Over ten years, working both individually and in various collaborations, Nick Crossley has been exploring the networks involved in music making. Focusing upon punk, post-punk, folk, heavy metal and Two Tone, and taking in networks of gigs and festivals as well as musicians and audiences, he has explored the structure of such networks; their formation and evolution; and their sociological importance in allowing music to 'happen'. The two main outputs of this project are: 

  • Crossley, N. (2015) Networks of Sound, Style and Subversion: the punk and post-punk worlds of Manchester, Liverpool, London and Sheffield, 1975-1980 (Manchester University Press). 
  • Crossley, N. (2020) Connecting Sounds: the social life of music (Manchester University Press)

Conspiracy to Corrupt: Extraction and Analysis of Bribery Network Data from Deferred Prosecution Agreements

Tomás Diviák and Nick Lord 

Deferred Prosecution Agreements (DPAs) are a legal tool for the non-trial resolution of cases of bribery and corruption. In the UK, the Serious Fraud Office has the power to negotiate DPAs with corporations implicated in bribery. Each DPA is accompanied by a Statement of Facts that provides detailed and publicly available textual records of the given cases, including summarized evidence of who was involved, what they committed, and with whom. These statements can be translated into networks amenable to social network analysis allowing an analysis of the structure and dynamics of each case.   

We extract information about (i) which actors were involved in a given case, (ii) the relations and interactions among these actors (e.g., communication or payments), (iii) their relevant individual attributes (e.g., affiliation or position), (iv) the timestamp of the interactions, and (v) the institutional context of each case from each Statements of Fact. We code the extracted information manually with two independent coders and subsequently, we assess the inter-coder reliability. Using SNA, we construct nine bribery networks, describing the structure and resilience of each network, its evolution over time, and test the effect of various mechanisms underlying its structure and dynamics.

The Perpetrators of Modern Slavery Offences: Motivations, Networks and Backgrounds - ESRC grant ES/R004471/1 (£315,613.61)
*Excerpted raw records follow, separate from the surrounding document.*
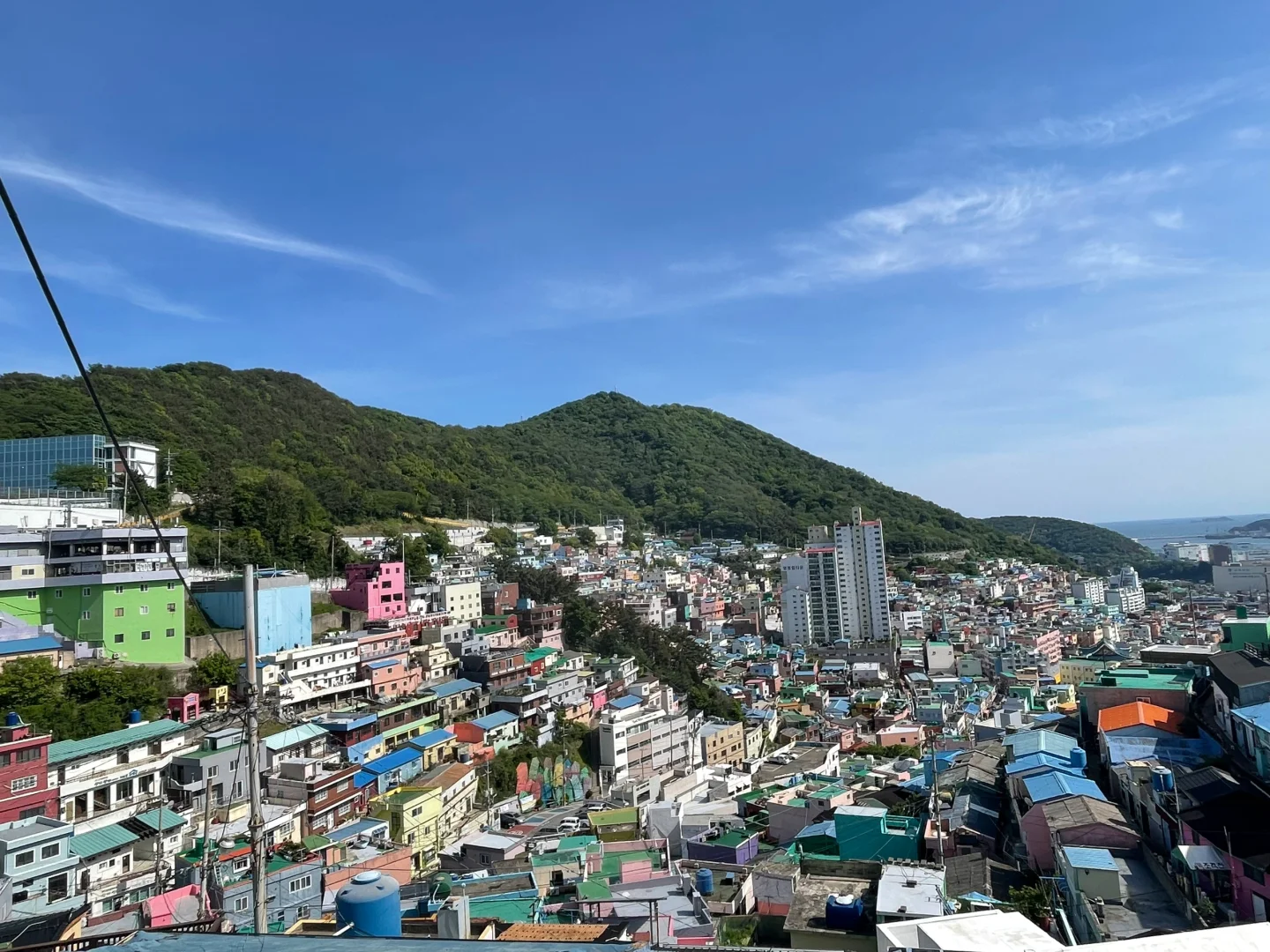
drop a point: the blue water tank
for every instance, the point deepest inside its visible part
(843, 913)
(371, 903)
(705, 881)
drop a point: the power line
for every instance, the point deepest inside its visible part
(129, 475)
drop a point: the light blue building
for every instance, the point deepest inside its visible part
(283, 607)
(29, 464)
(37, 859)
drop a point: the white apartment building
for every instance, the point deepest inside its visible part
(862, 560)
(461, 600)
(1244, 576)
(638, 741)
(315, 673)
(115, 776)
(663, 579)
(1093, 591)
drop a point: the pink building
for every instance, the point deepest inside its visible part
(390, 677)
(375, 588)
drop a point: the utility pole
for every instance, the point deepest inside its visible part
(210, 850)
(259, 861)
(220, 530)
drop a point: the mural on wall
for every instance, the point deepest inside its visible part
(546, 781)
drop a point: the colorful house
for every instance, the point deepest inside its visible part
(499, 730)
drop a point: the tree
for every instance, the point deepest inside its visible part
(213, 672)
(81, 476)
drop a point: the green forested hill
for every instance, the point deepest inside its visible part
(1102, 548)
(277, 453)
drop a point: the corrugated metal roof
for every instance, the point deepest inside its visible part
(453, 687)
(94, 842)
(65, 750)
(494, 720)
(432, 738)
(1090, 859)
(294, 735)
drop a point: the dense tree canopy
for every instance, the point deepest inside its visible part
(280, 462)
(84, 703)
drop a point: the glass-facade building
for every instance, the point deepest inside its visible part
(29, 464)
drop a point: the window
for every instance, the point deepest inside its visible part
(56, 888)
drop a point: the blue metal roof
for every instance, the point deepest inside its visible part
(42, 643)
(1057, 785)
(390, 762)
(825, 828)
(1090, 859)
(1256, 715)
(452, 687)
(1041, 741)
(1034, 762)
(432, 738)
(494, 720)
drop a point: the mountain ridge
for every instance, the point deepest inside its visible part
(325, 461)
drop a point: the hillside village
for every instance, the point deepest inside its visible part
(811, 747)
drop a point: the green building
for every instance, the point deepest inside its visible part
(106, 588)
(1241, 631)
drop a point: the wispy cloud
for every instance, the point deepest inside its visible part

PI: Rosemary Board (University of Manchester). Co-Is: David Gadd (University of Manchester), Elisa Bellotti (University of Manchester), Carly Lightowlers, University of Liverpool

The problem of human trafficking has received increased attention in the last 20 years, but it was only in 2015 that the UK adopted a systematic legislative framework, namely the Modern Slavery Act 2015 (HM Government, 2015). The act has tackled the rising cases of human traffickers and managed to increase the convictions, also widening the focus of policing and prosecution which now includes not only sexual exploitation but also servitude, labour exploitation and forcing people to engage in fraudulent and criminal activities, such as coerced begging and false benefit claiming (Dwyer et al, 2011). Academic research has however been sparse, and little is known about traffickers’ motives, networks and backgrounds. Our project “The Perpetrators of Modern Slavery Offences: Motivations, Networks and Backgrounds” funded by the Economic & Social Research Council (ES/R004471/1, 2018-2021), aims to fill this gap by bringing together the analysis of different type of data to provide an initial understanding of the networks, trajectories and personal experiences of convicted human traffickers in the UK.

We analyse data on victims, suspects and crimes recorded by Greater Manchester Police (GMP) during the period from April 2015 to June 2018 in its Modern Slavery Data Tool (MSDT), plus a separate dataset relating to referrals to GMP from the National Referral Mechanism (NRM) for the same time period. The NRM is the formal process through which victims are identified as victims of modern slavery in England and Wales. Descriptive statistical analysis is accompanied with social network analysis to explore the size and composition of criminal groups convicted for modern slavery offences.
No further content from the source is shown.